WHAT IT MEANS: The Census does more than count people. It is the basis for the redistricting in every state in the country. An undercount of black

of

Hispanic people could reduce their voting clout, thus giving Republicans—who rely on white voters who never seem to have a problem being counted—a leg up.

  • From MoJo: “The census, conducted every 10 years, forms the basis for redistricting, and its detailed demographic data is used to implement the Voting Rights Act and other civil rights laws. Voting rights lawyers and longtime observers of the census worry that instead of committing to accurately count every American, Brunell and the Trump administration will use the 2020 census to concentrate power, representation, and economic resources in Republican hands. ‘He would be a terrible, terrible person to be running the census,’ says Allison Riggs, an attorney for the Durham-based Southern Coalition for Social Justice, which challenged the North Carolina maps in court. ‘In part because he has absolutely no qualifications to do so, but also because he’s a rank-and-file ideologue.’”
  • Some background: Brunnell had a congressional fellowship following the 1990 Census, when the bureau determined that it had undercounted minorities and wanted to adjust its findings. Republicans objected, with Newt Gingrich calling it “a dagger aimed at the heart of the Republican majority.” Gingrich sued, the case went to the Supreme Court, and Republicans won. Brunnell worked on a subcommittee under Tom Hofeller, the guy who drew North Carolina’s now-rejected gerrymanders, both after the 2010 Census and again last year. [INDY]
  • MoJo: “‘It’s breathtaking to think they’re going to make that person responsible for the census,’ says former Attorney General Eric Holder. ‘It’s a sign of what the Trump administration intends to do with the census, which is not to take a Constitutional responsibility with the degree of seriousness that they should. It would raise great fears that you would have a very partisan census run in 2020.’”

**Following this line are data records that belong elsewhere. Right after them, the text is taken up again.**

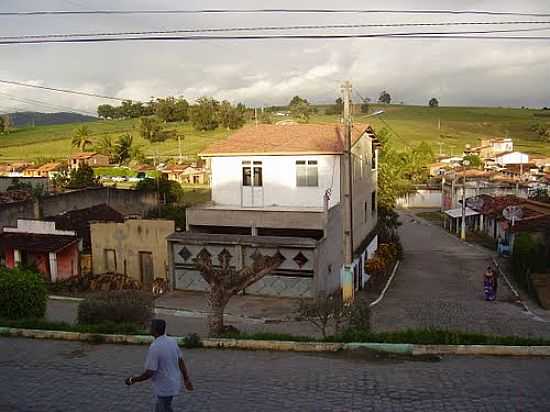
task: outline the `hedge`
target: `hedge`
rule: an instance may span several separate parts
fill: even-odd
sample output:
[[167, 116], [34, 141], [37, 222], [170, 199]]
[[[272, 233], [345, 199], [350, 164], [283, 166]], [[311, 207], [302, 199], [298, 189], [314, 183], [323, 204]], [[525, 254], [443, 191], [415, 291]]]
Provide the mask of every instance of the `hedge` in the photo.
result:
[[104, 292], [78, 305], [79, 324], [104, 322], [145, 325], [152, 318], [153, 297], [138, 290]]
[[0, 268], [0, 317], [42, 318], [48, 291], [39, 273], [22, 268]]

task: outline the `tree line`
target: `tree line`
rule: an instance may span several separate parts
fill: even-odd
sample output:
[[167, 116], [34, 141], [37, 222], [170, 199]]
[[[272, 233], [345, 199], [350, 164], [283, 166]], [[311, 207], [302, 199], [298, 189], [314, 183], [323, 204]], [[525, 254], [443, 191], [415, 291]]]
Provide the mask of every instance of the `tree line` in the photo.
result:
[[101, 119], [141, 118], [140, 130], [143, 131], [143, 137], [150, 141], [163, 139], [160, 123], [190, 121], [200, 131], [214, 130], [220, 126], [238, 129], [245, 124], [249, 113], [250, 110], [242, 103], [233, 105], [227, 100], [220, 102], [211, 97], [201, 97], [195, 104], [189, 104], [181, 97], [169, 96], [146, 103], [128, 100], [120, 106], [102, 104], [97, 107], [97, 115]]

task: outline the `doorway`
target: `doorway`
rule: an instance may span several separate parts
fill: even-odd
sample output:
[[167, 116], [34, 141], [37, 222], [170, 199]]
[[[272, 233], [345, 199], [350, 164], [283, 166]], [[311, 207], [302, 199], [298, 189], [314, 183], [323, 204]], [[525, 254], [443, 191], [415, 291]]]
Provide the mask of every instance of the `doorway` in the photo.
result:
[[153, 288], [153, 254], [151, 252], [139, 252], [140, 280], [144, 290]]
[[263, 165], [258, 160], [242, 161], [241, 206], [263, 207]]

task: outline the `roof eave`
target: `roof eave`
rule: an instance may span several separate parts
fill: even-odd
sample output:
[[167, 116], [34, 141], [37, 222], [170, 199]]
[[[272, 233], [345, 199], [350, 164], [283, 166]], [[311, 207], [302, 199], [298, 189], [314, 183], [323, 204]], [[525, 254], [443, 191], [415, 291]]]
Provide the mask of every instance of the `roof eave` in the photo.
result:
[[237, 157], [237, 156], [310, 156], [310, 155], [341, 155], [342, 151], [331, 152], [239, 152], [239, 153], [199, 153], [200, 157]]

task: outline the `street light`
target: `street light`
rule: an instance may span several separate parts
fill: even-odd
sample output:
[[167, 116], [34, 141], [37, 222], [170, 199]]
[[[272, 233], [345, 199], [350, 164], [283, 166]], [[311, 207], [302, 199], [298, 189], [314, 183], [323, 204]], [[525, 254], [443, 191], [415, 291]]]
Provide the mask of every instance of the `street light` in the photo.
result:
[[466, 167], [469, 165], [469, 160], [462, 161], [462, 225], [460, 231], [462, 240], [466, 240]]

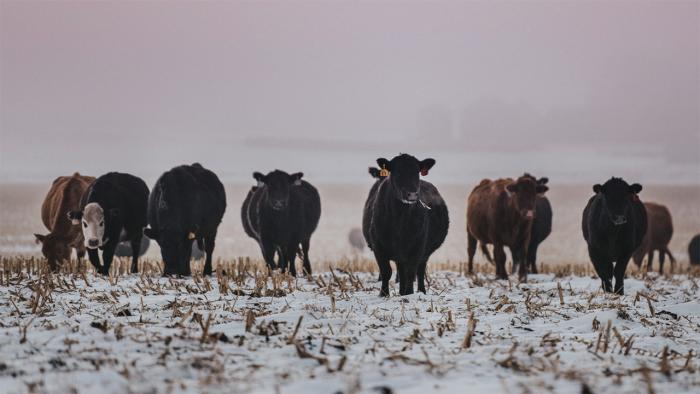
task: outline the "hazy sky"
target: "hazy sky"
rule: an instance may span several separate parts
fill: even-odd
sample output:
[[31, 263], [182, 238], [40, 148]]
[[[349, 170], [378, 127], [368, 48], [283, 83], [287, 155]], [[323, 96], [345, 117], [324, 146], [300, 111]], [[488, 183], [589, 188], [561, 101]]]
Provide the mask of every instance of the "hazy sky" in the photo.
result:
[[0, 180], [700, 184], [700, 2], [0, 2]]

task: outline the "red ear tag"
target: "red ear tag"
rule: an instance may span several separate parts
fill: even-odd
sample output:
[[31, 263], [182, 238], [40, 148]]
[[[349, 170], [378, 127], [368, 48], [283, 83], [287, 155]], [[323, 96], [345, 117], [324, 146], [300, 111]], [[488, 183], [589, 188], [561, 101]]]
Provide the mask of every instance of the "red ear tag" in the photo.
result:
[[426, 175], [428, 175], [428, 170], [425, 169], [425, 168], [421, 168], [420, 174], [423, 175], [423, 176], [426, 176]]
[[639, 196], [636, 194], [632, 195], [632, 202], [639, 202]]

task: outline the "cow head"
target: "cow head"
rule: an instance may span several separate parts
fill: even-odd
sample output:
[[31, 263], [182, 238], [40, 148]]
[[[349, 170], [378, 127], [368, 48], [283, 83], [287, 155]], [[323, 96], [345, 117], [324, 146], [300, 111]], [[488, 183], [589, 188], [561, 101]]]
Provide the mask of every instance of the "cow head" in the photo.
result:
[[404, 204], [415, 204], [420, 201], [420, 176], [428, 175], [428, 171], [435, 165], [435, 160], [419, 161], [404, 153], [391, 161], [379, 158], [377, 164], [379, 168], [389, 171], [388, 178], [396, 199]]
[[520, 215], [527, 220], [535, 218], [535, 200], [537, 195], [544, 194], [547, 190], [549, 190], [547, 186], [539, 184], [529, 174], [525, 174], [506, 185], [508, 198], [513, 201]]
[[542, 178], [537, 179], [534, 175], [531, 175], [528, 172], [524, 173], [523, 177], [532, 179], [533, 181], [537, 182], [538, 185], [546, 185], [547, 182], [549, 182], [549, 178], [547, 178], [547, 177], [542, 177]]
[[41, 254], [46, 257], [49, 267], [56, 267], [57, 264], [70, 260], [70, 246], [65, 239], [61, 239], [56, 234], [34, 234], [36, 242], [41, 244]]
[[194, 231], [187, 231], [179, 226], [162, 229], [147, 227], [143, 230], [143, 234], [158, 242], [160, 255], [166, 267], [177, 267], [174, 272], [179, 272], [190, 264]]
[[303, 173], [287, 174], [284, 171], [274, 170], [267, 175], [259, 172], [253, 173], [253, 178], [258, 181], [258, 186], [267, 187], [267, 203], [275, 211], [281, 211], [289, 205], [289, 191], [292, 187], [301, 186]]
[[632, 185], [622, 178], [610, 178], [603, 185], [593, 185], [593, 192], [603, 196], [603, 207], [608, 218], [615, 226], [627, 223], [632, 209], [632, 202], [638, 201], [637, 193], [642, 191], [642, 185]]
[[119, 216], [119, 209], [110, 209], [106, 214], [99, 203], [91, 202], [82, 211], [68, 213], [68, 218], [75, 224], [80, 224], [85, 238], [85, 247], [97, 249], [108, 240], [105, 239], [105, 222]]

IN CONTEXT: The Trump administration is already weighing a plan to ask people for their citizenship status during the 2020 Census. [NYT]

  • “A request by the Justice Department to ask people about their citizenship status in the 2020 census is stirring a broad backlash from census experts and others who say the move could wreck chances for an accurate count of the population—and, by extension, a fair redistricting of the House and state legislatures next decade. Their fear, echoed by experts in the Census Bureau itself, is that the Trump administration’s hard-line stance on immigration, and especially on undocumented migrants, will lead Latinos and other minorities, fearing prosecution, to ignore a census that tracks citizenship status. Their failure to participate would affect population counts needed not only to apportion legislative seats, but to distribute hundreds of billions of dollars in federal money to areas that most need it.”
  • “‘The first effect, of course, is on reapportionment,’ Tom Saenz, the president and general counsel of the Mexican American Legal Defense Fund, said in an interview. ‘And that seems to be the overarching goal—to stop the shifting of representation from non-Latino states to heavily Latino states.’”
  • “The last census failed to find 1.5 percent of the Hispanic population, the Census Bureau said, an undercount exceeded only by the 2.1 percent of African-Americans who were missed. No reliable estimate exists of how many more might be deterred from participating in the census by a citizenship question, but among several experts interviewed, the consensus was that it could be substantial.”